Connected living… up to 160

Connected Living...to 160

UPDATE DAY

Live to be 160 years old, connected to the marrow and driven by algorithms, does that sound good to you? Full professor at Laval University and specialist in crisis management, Christophe Roux-Dufort imagined in his new novel, Rebecca Mandelson's algorithm< strong>, a society where, in the not so distant future, life would be extended to 160 years. A long, happy, healthy life… but connected. Hyper connected. And programmed and seriously controlled by algorithms and data. An idea that sends shivers down your spine.

In the society described by the author, religion as we know it no longer exists. It has been replaced by an algorithm that guarantees human beings immortality, happiness and peace. 

Rebecca Mandelson, bioinformatics and nanotechnology genius, created the Transparency program an algorithm that could change the fate of the planet by eradicating religion and wars forever. But that's not for everyone…

Just after receiving the Nobel Peace Prize in 2040, Rebecca Mandelson is kidnapped by an armed group that threatens to kill her if she does not agree to deliver the source code of the algorithm that some seek to reproduce or destroy. .

During her sequestration, she meets Jericho, a man who will plunge her despite herself into experiences that will upset her certainties.

Rebecca Mandelson, torn between her loyalty to her partner, Velasco Moras, and her own doubts about what she has created, manages to flee. She will engage in a race against time to interrupt the final phase of Transparency.

A social critique

Christophe Roux-Dufort, also author of novel The Dead Hand Manuscripts, explains in a telephone interview that he is interested in everything related to the technology of the future.

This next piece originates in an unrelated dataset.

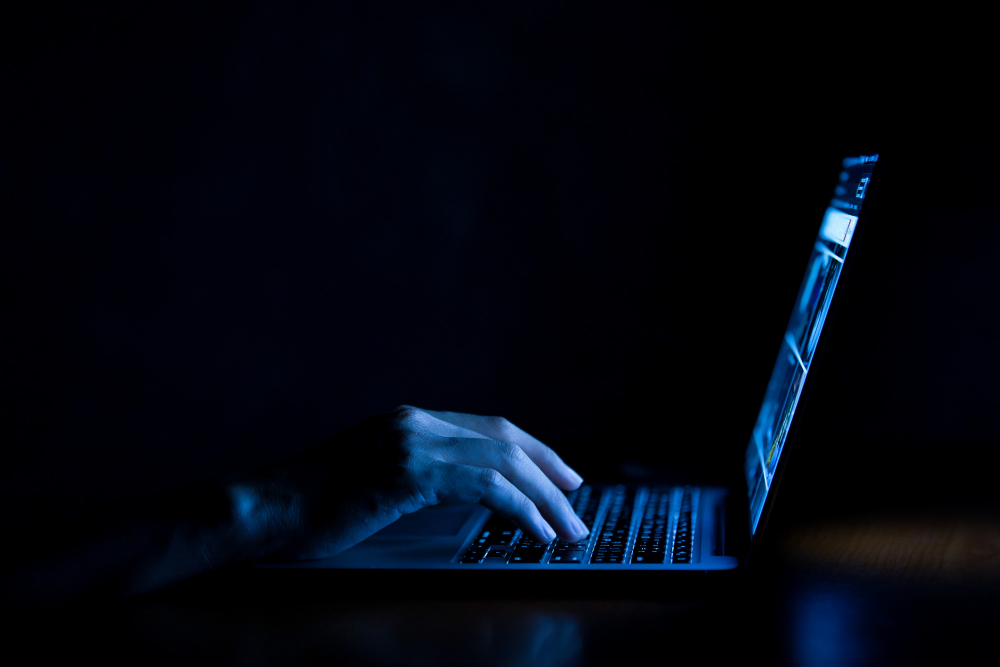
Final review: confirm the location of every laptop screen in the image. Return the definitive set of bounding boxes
[745,155,878,534]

“I wanted to do a critique of the whole ideology around personal development, the pursuit of happiness, long life, etc. When the Notre-Dame cathedral in Paris burned down, it created a kind of intuition in me. I said to myself: I am going to write a story in which society will be so obsessed with its long life, its health, its happiness, that it will seek through this to eradicate all the religions of the world, through, precisely, a technology that allows this. “That's what put me on the trail of this book, where I imagine a scientist who develops an algorithm that guarantees a long, happy and peaceful life, as long as we follow the instructions of the machine.”

“I am not inventing anything”

Disturbingly, the society of Big Data, data collection and the prospect of living perpetually connected, measured, controlled? 

“Yes, it is worrying, but at the same time, it is already the reality. This is a book in which I do not invent. I am not making anything up. I'm just extrapolating a little bit from things that already exist, including some technology.” “That doesn't mean that it's going to take this direction, but the fact that today, we essentially boil down to – at least for large companies – a sum of data, it's a reality. Whether this data is used afterwards to help us live better, or to direct us towards things… that's another reality.”

Rich inner life

The outcome of the book shows that there is something else, he adds.

“Although we can boil down to data that can be manipulated, processed, we also have a pretty powerful inner life. And this fairly powerful inner life, that's what I try to convey in the book, is undoubtedly the ultimate bulwark against this manipulation, of which we are already somewhat victims, moreover.

< p>He explains more. “When you look at social networks, it's not at all neutral: social network algorithms feed what you look at in relation to your expectations, your emotions.”

The book is, in his opinion , an invitation to grow our inner life, our heart, our soul. 

“This is the experience that the designer of this algorithm will have throughout the book.”

  • Christophe Roux-Dufort is a full professor at Université Laval where he teaches and conducts research on crisis management.
  • His work has won him numerous awards.
  • He has published around thirty articles and chapters and eight books, including The cult of urgency: the sick society of time and The first world peace: an itinerary towards consciousness, in addition to collaborating regularly with Le Devoir, La Presse, Le Soleil, The Gazette, Le Monde, Liberation, and tc.
  • He also published the novel Manuscripts— of the dead hand with Saint-Jean Éditeur.